Mapping Black Death marks the first time an ancient pathogen has been reconstructed in its entirety and will allow researchers to track changes in its evolution and virulence over time.
The study, published in the science journal Nature, sheds light on how epidemics develop and suggests a killer pandemic will not be caused by a deadly pathogen alone, but by a "perfect storm" of circumstances, said Hendrik Poinar, one of the lead researchers, from McMaster University in Hamilton, Ont.
He said the findings mark a new era of research into infectious diseases.
"For so many years, people focused on the pathogen," said Poinar, an evolutionary geneticist at McMaster's Michael G. DeGroote Institute for Infectious Disease Research. "It's one thing to talk about the pathogen, but it's another thing to talk about the disease."
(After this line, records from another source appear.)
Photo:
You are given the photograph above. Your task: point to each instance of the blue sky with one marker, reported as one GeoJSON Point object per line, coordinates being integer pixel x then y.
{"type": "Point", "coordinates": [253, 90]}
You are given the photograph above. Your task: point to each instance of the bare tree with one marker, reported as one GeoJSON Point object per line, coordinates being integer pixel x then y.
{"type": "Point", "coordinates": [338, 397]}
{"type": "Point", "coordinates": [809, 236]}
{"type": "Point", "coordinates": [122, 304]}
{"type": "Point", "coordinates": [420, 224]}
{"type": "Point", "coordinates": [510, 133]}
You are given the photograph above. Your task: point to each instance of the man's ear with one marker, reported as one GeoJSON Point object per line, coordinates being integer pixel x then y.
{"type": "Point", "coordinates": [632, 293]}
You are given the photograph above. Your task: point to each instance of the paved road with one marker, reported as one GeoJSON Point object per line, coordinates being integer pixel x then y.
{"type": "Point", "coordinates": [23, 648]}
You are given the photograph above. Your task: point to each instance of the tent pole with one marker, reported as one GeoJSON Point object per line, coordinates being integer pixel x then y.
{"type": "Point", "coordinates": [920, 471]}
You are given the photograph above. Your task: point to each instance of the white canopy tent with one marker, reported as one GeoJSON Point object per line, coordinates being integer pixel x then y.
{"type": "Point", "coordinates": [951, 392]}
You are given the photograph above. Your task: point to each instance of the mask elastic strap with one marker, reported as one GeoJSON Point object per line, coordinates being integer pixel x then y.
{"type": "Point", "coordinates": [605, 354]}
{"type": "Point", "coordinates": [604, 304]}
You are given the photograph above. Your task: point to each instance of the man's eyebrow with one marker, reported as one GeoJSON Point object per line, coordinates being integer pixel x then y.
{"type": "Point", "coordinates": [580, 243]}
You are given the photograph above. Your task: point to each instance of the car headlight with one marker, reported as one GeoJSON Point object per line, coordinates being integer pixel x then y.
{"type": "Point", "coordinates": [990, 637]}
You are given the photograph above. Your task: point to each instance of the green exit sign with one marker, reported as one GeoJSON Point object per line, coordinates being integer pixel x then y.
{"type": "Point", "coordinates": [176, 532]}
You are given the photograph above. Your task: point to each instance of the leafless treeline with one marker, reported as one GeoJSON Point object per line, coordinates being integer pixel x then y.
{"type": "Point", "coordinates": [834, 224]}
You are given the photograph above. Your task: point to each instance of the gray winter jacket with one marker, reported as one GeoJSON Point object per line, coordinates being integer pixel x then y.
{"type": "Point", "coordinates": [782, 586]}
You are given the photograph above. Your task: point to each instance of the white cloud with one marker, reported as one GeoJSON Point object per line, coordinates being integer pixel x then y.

The research team found there were few genetic changes between the ancient and modern version of the bacterium Yersinia pestis, which causes the bubonic plague today and whose relative is a harmless soil-based bacterium.
"The Black Death was the first plague pandemic in human history," said Johannes Krause, a professor at the University of Tuebingen, Germany, and another of the lead researchers on the international project. "Humans were [immunologically] naive and not adapted to this disease."
Another likely factor that worsened the Black Death's toll was social conditions: Poverty and malnutrition were rampant and the concept of hygiene was non-existent.
The onset of the so-called "Little Ice Age" could also have favoured the spread of the disease which, as with many pathogens, travels more quickly in cold climes.
No bug or virus has wiped out a greater proportion of humankind in a single epidemic than the Black Death.
The first outbreak of plague occurred in China more than 2,600 years ago before reaching Europe via Central Asia's "Silk Road" trade route.
It scythed through Europe from 1347 to 1351, killing about one in three of Europe's and nearly one in 12 of the world's population at the time.
"Plague was among the strongest sources of selection on the human population in the last few thousand years," Krause said. "People who were less susceptible due to mutations might have survived, and these [beneficial] mutations may have spread."
When put up against modern medicine, the Black Death is not very dangerous.
"Based on what we know from this [genetic] sequence, would modern antibiotics work on this? Yes," Poinar said.
The researchers studied DNA from the remains of 109 skeletons, now more than 650 years old, that were buried beneath the Royal Mint in London, England, just outside the walls of the Tower of London.
Poinar and his team took bone and teeth samples to gather whatever small bits of DNA they could find.
They then used what can be described as a magnetic fishing line to hook Yersinia pestis from the morass of viruses, bacteria and human genes.
That unique piece of technology - to fish for DNA- can now be used to study and reconstruct other ancient pathogens that turned into deadly killers, Poinar said.
"This technology will allow us to time travel and capture pathogens in the past, which was really [once] a pipe dream. We never thought this was possible," Poinar said.